Well that snow was unexpected!
Low temperatures increase the risk of flu and other respiratory problems and can raise blood pressure. Blood pressure takes longer to return to normal in older people after being out in the cold and this puts you at greater risk of heart attacks and strokes.
The colder your home, the higher the risk to your health. The recommended temperature for your main living room is around 70°F/21°C and the rest of the house should be heated to
at least 64°F/18°C but it's vitally important if you feel cold to turn the heat up regardless of what the thermometer reads.
You should get to know how the timer and thermostat on your heating system work. If it's very cold, set the timer to switch the heating on earlier, rather than turning the thermostat up to warm your house quickly. If you have individual thermostats on your radiators, make sure
they're set at the right temperature in the rooms where you spend the most of your time.

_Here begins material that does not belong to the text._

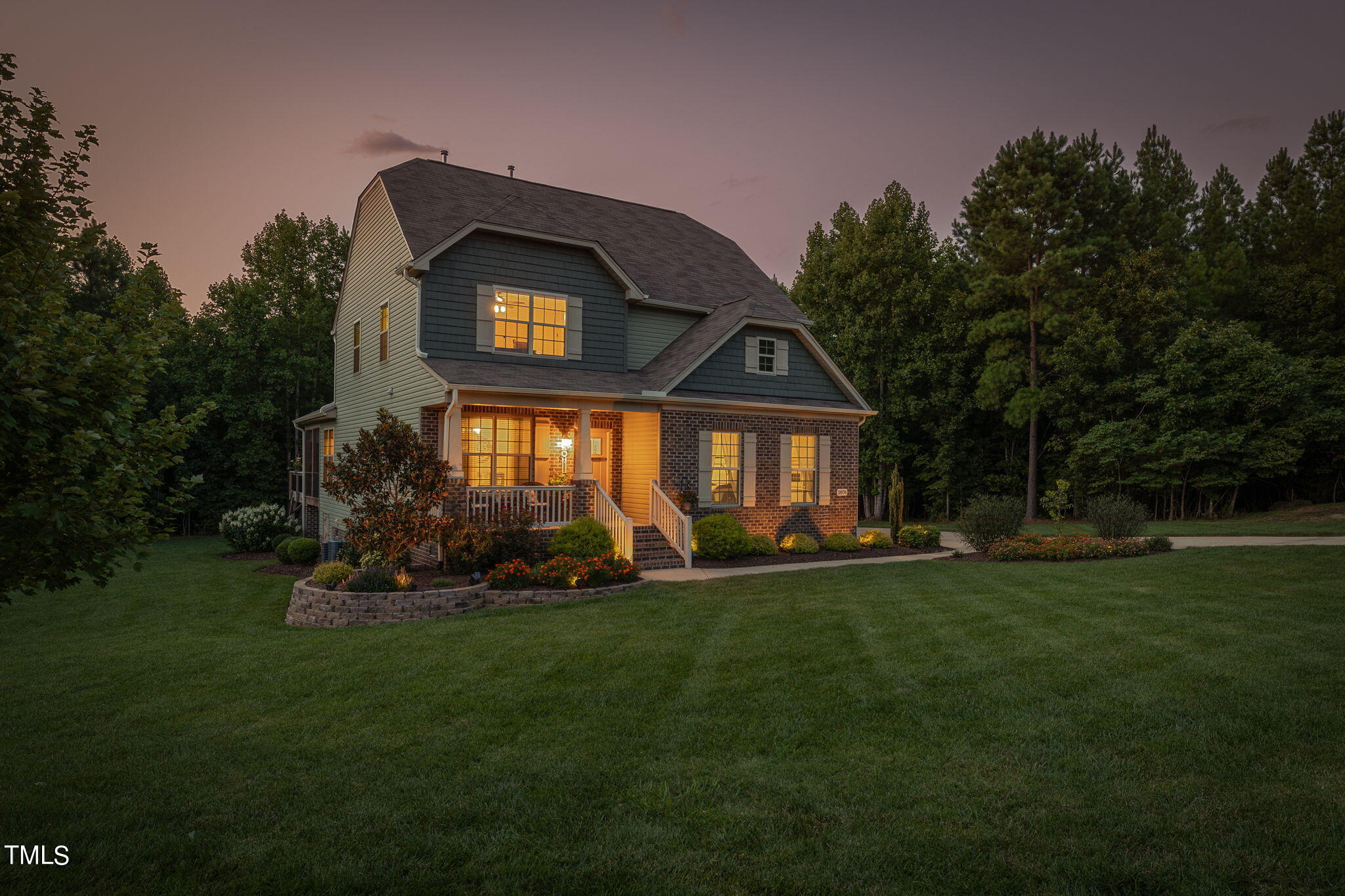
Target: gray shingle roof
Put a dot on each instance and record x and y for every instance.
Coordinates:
(670, 257)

Keep central heating or storage heaters set to come on at a low temperature when you are away. This will minimise the risks of tanks and pipes bursting through freezing.
Many insurance companies specify conditions if a house will be unoccupied for a certain amount of time. Always comply with these or it could seriously prejudice any claim. Get a neighbour or a friend to check on your house whilst you are away, and give them the contact number for a plumber and heating engineer in case of an emergency.
Make sure they know where the stopcock is.